The protocol is simple. A control center (the "master") connects to a substation device (the "slave") on TCP port 2404. The two sides exchange structured messages called APDUs (Application Protocol Data Units). These messages carry:
- Monitoring data: voltage, current, active power, switch status, alarms
- Control commands: open breaker, close breaker, change tap position
- Time synchronization: keeping all clocks aligned across the grid
The protocol is designed for reliability on unreliable links, with flow control and acknowledgment built in. It is not designed for security.
The History
IEC Technical Committee 57, Working Group 03 developed the IEC 60870-5 family of standards for telecontrol equipment used in electric power systems. IEC 60870-5-101 was published in 1995 for serial communication. IEC 60870-5-104 followed in 2000 as the TCP/IP extension. 2
The choice of port 2404 is embedded in the standard itself. The IEC assigned the port, and IANA subsequently registered it. Every IEC 104 implementation defaults to this port.

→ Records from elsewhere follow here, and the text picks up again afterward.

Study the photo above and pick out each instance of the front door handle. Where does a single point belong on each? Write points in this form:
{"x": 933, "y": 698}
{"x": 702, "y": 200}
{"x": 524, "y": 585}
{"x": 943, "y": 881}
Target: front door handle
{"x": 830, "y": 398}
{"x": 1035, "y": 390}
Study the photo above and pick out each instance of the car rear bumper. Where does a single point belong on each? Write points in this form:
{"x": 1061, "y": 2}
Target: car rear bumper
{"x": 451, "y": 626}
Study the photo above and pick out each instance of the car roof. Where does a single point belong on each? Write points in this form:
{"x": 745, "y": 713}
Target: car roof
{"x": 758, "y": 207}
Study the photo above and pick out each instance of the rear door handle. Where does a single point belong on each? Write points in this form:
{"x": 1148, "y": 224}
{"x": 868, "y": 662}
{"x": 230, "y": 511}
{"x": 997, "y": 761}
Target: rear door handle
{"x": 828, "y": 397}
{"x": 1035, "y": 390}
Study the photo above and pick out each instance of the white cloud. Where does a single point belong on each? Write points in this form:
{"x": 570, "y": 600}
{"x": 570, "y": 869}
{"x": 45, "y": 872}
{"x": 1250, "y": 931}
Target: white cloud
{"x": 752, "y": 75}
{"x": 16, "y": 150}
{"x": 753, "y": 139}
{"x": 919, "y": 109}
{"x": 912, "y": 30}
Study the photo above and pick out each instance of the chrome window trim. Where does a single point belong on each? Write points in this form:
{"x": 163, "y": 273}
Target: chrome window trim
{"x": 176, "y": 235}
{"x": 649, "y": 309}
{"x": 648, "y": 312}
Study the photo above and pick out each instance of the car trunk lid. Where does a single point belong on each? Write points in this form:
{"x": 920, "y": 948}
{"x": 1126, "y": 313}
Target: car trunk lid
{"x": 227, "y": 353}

Security: The Real Problem
IEC 104 on port 2404 transmits everything in plaintext. There is no encryption. There is no authentication. If your device accepts a TCP connection on port 2404, it will execute commands from anyone who connects.
This was an acceptable design in 1995, when "the network" meant a dedicated serial line between two utility buildings. It is not acceptable today, when many of these same devices are reachable over IP networks, sometimes over the public Internet.
Industroyer (2016): The Industroyer malware, deployed against the Ukrainian power grid in December 2016, included a dedicated IEC 104 attack module. The attackers connected to substations on port 2404 and sent valid protocol commands to open circuit breakers. Approximately 200,000 customers lost power. The attack worked not by exploiting a software vulnerability but by using the protocol exactly as designed. 3
Shodan regularly surfaces IEC 104 services exposed to the public Internet. Some are honeypots. Some are not.
If you are running IEC 104, it should be on an isolated network, behind a firewall, with access restricted to known IP addresses. The protocol itself offers no protection.
The Secure Alternative: Port 19998
IEC 62351 defines security extensions for IEC 104, including TLS encryption and certificate-based authentication. Secure IEC 104 runs on TCP port 19998.
New installations should use port 19998. Port 2404 remains in widespread use because retrofitting security onto operational grid infrastructure is slow, expensive, and risky during the transition period. Legacy systems will be running on port 2404 for years.
Related Ports
| Port | Protocol | Use |
|---|---|---|
| 2404 | TCP | IEC 60870-5-104 (plaintext) |
| 19998 | TCP | IEC 60870-5-104 with TLS (secure) |
| 2101 | TCP | IEC 60870-5-101 over TCP (older, less common) |
| 4712 | TCP | IEC 61968/61970 CIM (Common Information Model) |
Checking What Is Listening on This Port
If you see something listening on port 2404 on a machine that is not industrial control equipment, it is worth investigating. Application software occasionally binds to registered ports for unrelated purposes.